Where am I lacking in my story?
I have been publishing every other day recently hoping for an increase in my viewer count, but the figure is not improving.
I am literally at this point where I am no longer sure if I should finish the story or start another one.
I just need someone to tell me what I am doing wrong, and the good parts if possible.
You may butcher me with comments, no matter how sharp they are.
Also, there are some weird interactions and weird sentences.
Quote:I am 25 years old, and my father died when he was 65 years old, an exact age difference of 40 years.
This is way too blunt. The information in itself seems largely irrelevant, but the way it is presented makes it even worse.

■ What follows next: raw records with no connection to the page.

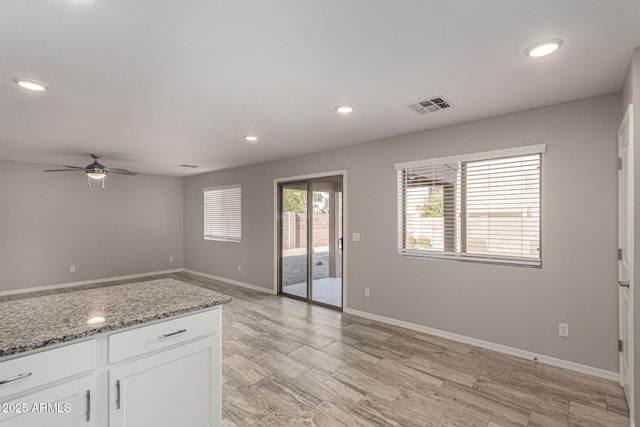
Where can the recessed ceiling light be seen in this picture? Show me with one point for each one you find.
(543, 48)
(31, 85)
(344, 109)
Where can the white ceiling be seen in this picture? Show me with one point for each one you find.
(152, 84)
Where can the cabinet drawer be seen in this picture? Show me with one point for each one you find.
(34, 370)
(123, 345)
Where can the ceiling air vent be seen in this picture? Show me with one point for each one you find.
(430, 105)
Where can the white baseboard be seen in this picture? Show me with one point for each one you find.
(577, 367)
(88, 282)
(232, 282)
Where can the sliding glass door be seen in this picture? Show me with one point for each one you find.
(310, 240)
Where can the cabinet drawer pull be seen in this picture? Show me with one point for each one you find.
(16, 378)
(118, 394)
(181, 331)
(88, 405)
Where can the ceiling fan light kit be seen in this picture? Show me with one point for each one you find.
(95, 170)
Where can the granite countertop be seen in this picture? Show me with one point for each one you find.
(38, 322)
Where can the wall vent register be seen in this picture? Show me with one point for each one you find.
(483, 207)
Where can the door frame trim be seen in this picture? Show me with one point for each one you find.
(345, 228)
(627, 122)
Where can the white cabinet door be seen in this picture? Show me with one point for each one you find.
(178, 387)
(71, 404)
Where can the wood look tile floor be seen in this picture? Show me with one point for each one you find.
(287, 363)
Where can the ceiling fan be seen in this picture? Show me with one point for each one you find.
(95, 170)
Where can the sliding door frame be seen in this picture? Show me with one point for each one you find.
(276, 231)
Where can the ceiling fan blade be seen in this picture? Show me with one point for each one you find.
(120, 171)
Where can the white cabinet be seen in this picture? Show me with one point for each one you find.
(50, 388)
(164, 373)
(69, 404)
(172, 388)
(167, 374)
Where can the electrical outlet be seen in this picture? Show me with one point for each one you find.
(563, 330)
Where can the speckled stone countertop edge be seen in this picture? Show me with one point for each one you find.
(18, 350)
(23, 328)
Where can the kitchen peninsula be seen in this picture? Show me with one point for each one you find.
(143, 353)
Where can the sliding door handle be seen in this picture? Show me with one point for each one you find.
(88, 405)
(118, 394)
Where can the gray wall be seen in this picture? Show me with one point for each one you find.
(49, 222)
(518, 307)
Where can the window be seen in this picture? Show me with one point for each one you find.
(223, 213)
(478, 207)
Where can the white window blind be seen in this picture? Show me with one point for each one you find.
(223, 213)
(480, 207)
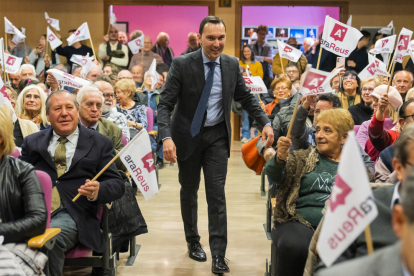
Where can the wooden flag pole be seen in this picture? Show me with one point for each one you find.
(298, 100)
(368, 240)
(99, 174)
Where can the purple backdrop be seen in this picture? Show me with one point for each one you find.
(176, 21)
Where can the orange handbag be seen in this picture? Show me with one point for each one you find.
(251, 156)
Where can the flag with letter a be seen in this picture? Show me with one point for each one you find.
(351, 205)
(339, 38)
(137, 158)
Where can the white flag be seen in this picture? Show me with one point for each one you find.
(402, 45)
(65, 79)
(289, 52)
(52, 22)
(82, 33)
(81, 60)
(384, 45)
(53, 40)
(339, 38)
(153, 73)
(136, 44)
(112, 19)
(317, 82)
(351, 205)
(137, 158)
(388, 29)
(12, 63)
(349, 22)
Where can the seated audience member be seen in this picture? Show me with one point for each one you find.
(358, 59)
(76, 48)
(137, 75)
(301, 63)
(299, 201)
(22, 202)
(40, 59)
(149, 56)
(30, 105)
(26, 71)
(281, 90)
(14, 80)
(113, 51)
(122, 37)
(379, 138)
(19, 49)
(350, 91)
(363, 111)
(90, 101)
(384, 171)
(403, 81)
(108, 112)
(22, 127)
(396, 259)
(136, 113)
(162, 49)
(192, 42)
(72, 155)
(303, 136)
(247, 58)
(109, 69)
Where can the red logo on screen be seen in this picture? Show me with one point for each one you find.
(148, 162)
(314, 80)
(10, 60)
(340, 191)
(338, 32)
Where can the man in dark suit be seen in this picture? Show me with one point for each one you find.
(200, 86)
(72, 155)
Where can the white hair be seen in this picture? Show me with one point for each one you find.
(20, 102)
(27, 66)
(86, 89)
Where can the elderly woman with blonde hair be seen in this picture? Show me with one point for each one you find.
(30, 105)
(306, 178)
(136, 113)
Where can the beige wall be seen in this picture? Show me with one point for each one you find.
(72, 13)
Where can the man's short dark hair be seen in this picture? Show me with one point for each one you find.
(57, 93)
(332, 98)
(210, 19)
(365, 34)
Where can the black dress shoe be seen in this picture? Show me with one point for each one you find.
(195, 252)
(219, 265)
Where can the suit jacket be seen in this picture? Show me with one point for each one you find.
(114, 133)
(183, 89)
(384, 262)
(92, 153)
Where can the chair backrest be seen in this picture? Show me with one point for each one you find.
(150, 119)
(46, 182)
(356, 129)
(15, 153)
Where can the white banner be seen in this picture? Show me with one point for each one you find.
(136, 44)
(317, 82)
(289, 52)
(65, 79)
(52, 22)
(384, 45)
(402, 45)
(82, 33)
(351, 205)
(339, 38)
(137, 158)
(53, 40)
(12, 63)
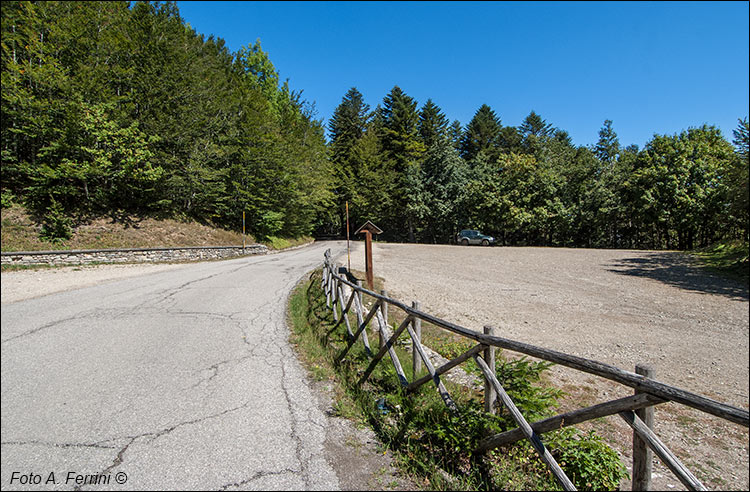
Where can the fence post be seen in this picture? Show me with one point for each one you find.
(327, 286)
(360, 317)
(335, 298)
(490, 396)
(384, 312)
(416, 360)
(642, 454)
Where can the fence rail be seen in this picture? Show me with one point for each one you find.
(636, 410)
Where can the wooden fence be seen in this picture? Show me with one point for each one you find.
(636, 410)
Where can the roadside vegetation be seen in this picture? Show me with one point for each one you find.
(20, 232)
(727, 258)
(122, 109)
(430, 444)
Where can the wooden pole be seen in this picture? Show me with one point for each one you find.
(642, 454)
(348, 256)
(416, 360)
(490, 395)
(384, 314)
(368, 259)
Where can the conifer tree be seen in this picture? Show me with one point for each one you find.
(608, 147)
(433, 125)
(482, 134)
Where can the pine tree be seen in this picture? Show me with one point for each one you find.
(608, 147)
(433, 125)
(482, 134)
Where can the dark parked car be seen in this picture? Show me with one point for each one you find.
(469, 236)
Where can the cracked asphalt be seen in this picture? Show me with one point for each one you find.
(180, 379)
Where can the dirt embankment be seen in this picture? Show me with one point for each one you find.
(614, 306)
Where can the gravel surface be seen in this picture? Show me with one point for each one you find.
(614, 306)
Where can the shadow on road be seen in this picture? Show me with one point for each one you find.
(679, 270)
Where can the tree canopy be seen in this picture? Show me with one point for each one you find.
(122, 109)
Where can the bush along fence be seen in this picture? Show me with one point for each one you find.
(343, 296)
(131, 255)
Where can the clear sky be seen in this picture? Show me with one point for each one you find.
(650, 67)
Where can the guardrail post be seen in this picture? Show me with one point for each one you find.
(416, 360)
(642, 454)
(490, 395)
(384, 312)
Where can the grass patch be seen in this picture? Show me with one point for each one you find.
(20, 232)
(277, 243)
(426, 439)
(729, 259)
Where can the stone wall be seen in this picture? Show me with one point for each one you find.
(135, 255)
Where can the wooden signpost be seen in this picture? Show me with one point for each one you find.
(368, 229)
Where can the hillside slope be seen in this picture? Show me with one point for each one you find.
(21, 233)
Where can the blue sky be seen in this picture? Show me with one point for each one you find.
(650, 67)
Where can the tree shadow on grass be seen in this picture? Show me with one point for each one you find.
(680, 270)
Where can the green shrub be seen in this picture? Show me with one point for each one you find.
(587, 460)
(56, 226)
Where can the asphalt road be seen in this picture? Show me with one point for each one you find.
(182, 379)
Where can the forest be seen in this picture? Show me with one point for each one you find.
(122, 110)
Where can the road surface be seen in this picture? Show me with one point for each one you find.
(181, 379)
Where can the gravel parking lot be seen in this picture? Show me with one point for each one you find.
(615, 306)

Quote:And yet she still did not get married... perhaps she is a lesbian in secret. It will be fun to confirm this assumption.

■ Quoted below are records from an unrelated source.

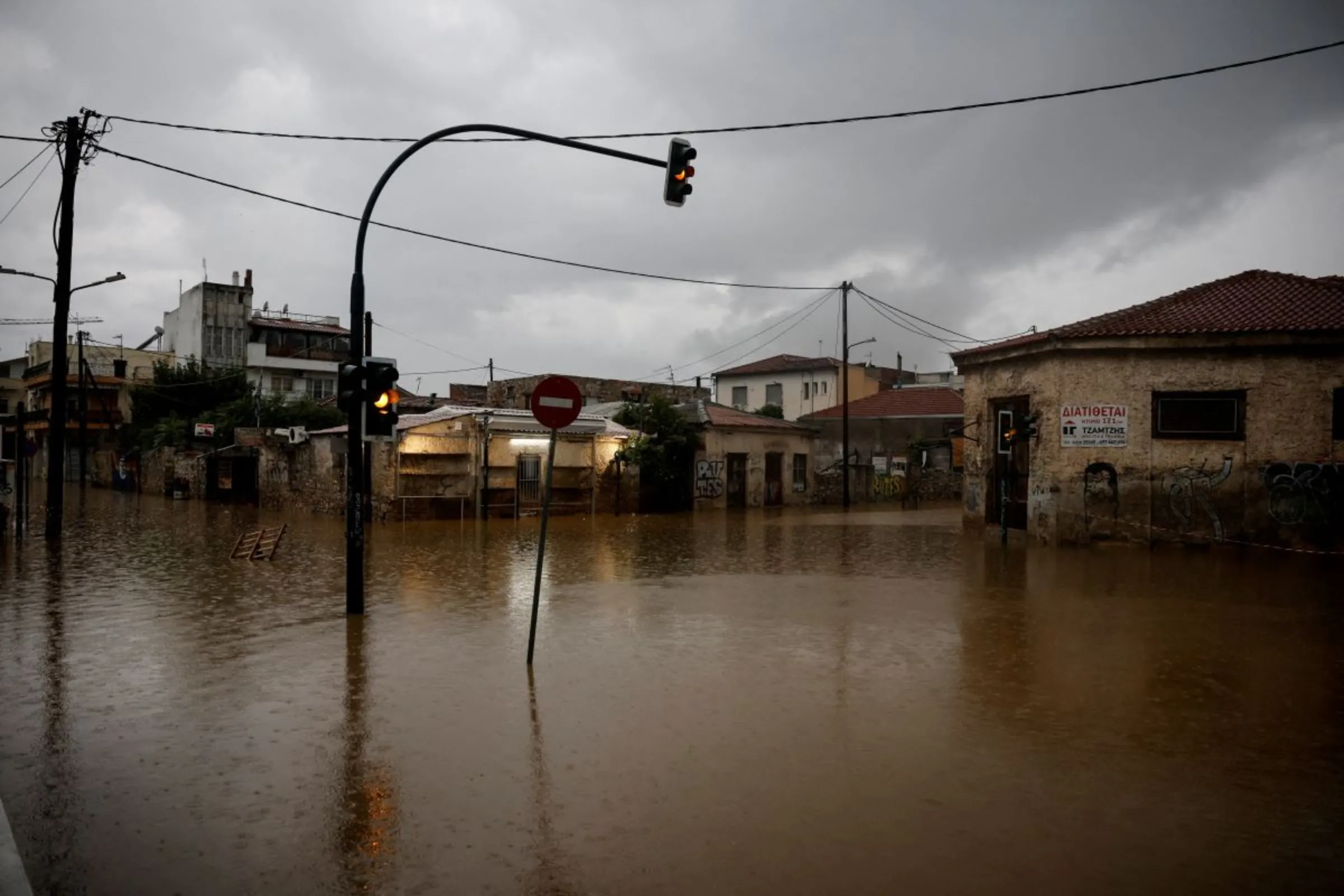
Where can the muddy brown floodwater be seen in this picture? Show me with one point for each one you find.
(754, 703)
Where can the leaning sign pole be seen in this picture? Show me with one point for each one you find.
(556, 405)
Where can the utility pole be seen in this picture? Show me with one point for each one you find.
(84, 413)
(73, 132)
(368, 454)
(844, 391)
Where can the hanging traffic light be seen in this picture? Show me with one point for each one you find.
(350, 386)
(678, 184)
(381, 399)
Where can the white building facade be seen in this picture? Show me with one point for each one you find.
(796, 385)
(284, 354)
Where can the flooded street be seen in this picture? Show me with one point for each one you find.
(749, 703)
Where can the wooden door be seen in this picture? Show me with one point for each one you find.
(1009, 486)
(737, 480)
(773, 479)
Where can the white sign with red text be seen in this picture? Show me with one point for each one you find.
(1096, 425)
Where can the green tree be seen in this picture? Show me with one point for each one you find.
(663, 449)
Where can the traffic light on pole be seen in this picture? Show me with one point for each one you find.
(350, 388)
(381, 399)
(678, 184)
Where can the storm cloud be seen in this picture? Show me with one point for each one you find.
(984, 221)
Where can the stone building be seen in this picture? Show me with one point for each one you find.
(746, 460)
(518, 391)
(800, 385)
(1213, 414)
(885, 429)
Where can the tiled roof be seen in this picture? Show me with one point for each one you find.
(1254, 301)
(303, 327)
(912, 401)
(726, 417)
(781, 365)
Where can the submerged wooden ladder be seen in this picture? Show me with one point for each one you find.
(259, 546)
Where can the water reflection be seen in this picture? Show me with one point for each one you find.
(552, 874)
(366, 813)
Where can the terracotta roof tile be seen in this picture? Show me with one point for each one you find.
(781, 365)
(1254, 301)
(912, 401)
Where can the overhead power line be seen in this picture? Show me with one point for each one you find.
(744, 342)
(31, 184)
(449, 240)
(777, 336)
(25, 167)
(912, 113)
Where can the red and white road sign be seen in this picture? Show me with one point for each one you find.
(557, 402)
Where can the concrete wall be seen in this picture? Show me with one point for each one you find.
(711, 466)
(1280, 486)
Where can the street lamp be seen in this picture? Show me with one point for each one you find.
(97, 282)
(100, 282)
(355, 425)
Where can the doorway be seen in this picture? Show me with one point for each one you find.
(528, 487)
(1009, 486)
(737, 480)
(774, 479)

Sounds like too modern a term, and the followup is just creepy.
The first chapter to mention what is in the synopsis is Chapter 3, and even then it's a flashback/story. So, when the main plot point is started being told instead of shown, I as a reader am somewhat disinterested.
Now then, I didn't do a thorough reading of your story, so I can't say anything about things like character development or anything. Instead, I did what I do for most stories I check out: Read the synopsis, read the first and last chapter (to see if the style changed). Going by that, as a fellow writer, I can see three issues with your story from my personal opinion. Let me start by saying that you've got an interesting foundation and a setting that isn't often seen. Also keep in mind it's my opinion and I don't mean to tear you down. By all means, keep writing your story, don't disappoint your readers by just stopping!
- The synopsis didn't manage to draw me in. It jumps through various concepts at lightning pace, introduces things not relevant to the reader yet (father's manipulation) and fails to make the stakes clear. Let me rephrase it: It's a fallen kingdom at the verge of collapse, his tyrant of a father messed it up bad, their enemies are legion and legendary beasts breath destruction down their necks. But now one man alone takes up the king's mantle to challenge fate itself - to stop what was pre-ordained. Awesome! Yeah. I'm in. Rajid sounds badass. But in your synopsis, he appears like a boy with daddy issues that things just happen to - and there's also war and monsters.
- In Media Res. The premise is that you start with the story in motion. Something important happens right away, there's drama, a threat, the stakes are set and before you know it, you're already in the middle of it. But when I read the first chapter it was about a man getting out of bed. May I suggest a slight shift? Start with the new king meeting this Varwarn immediately and develop it from there. Show how the people react:
The people around Rajid are nervous, how will the new king deal with this insubordinate man? Rajid can see the doubt in their eyes, his father was an unjust monster and now the child is about to make his first real decision. He lifts his hand to point, yet a servant nearby cowers by instinct and Varwarn stares at him with a rebellious spark in his eyes.
- Your paragraphs need sorting. This should be the easiest to fix. You basically give every sentence its own paragraph which makes it quite difficult for me to read. It's like I'm reading a shopping list instead of a story. But it's not so much the choice of words but rather your formatting that does it. Bundle up these actions into paragraphs, is what I'm saying. From there, you could perhaps smooth over the various sentences a bit. It's not much but could have a great impact.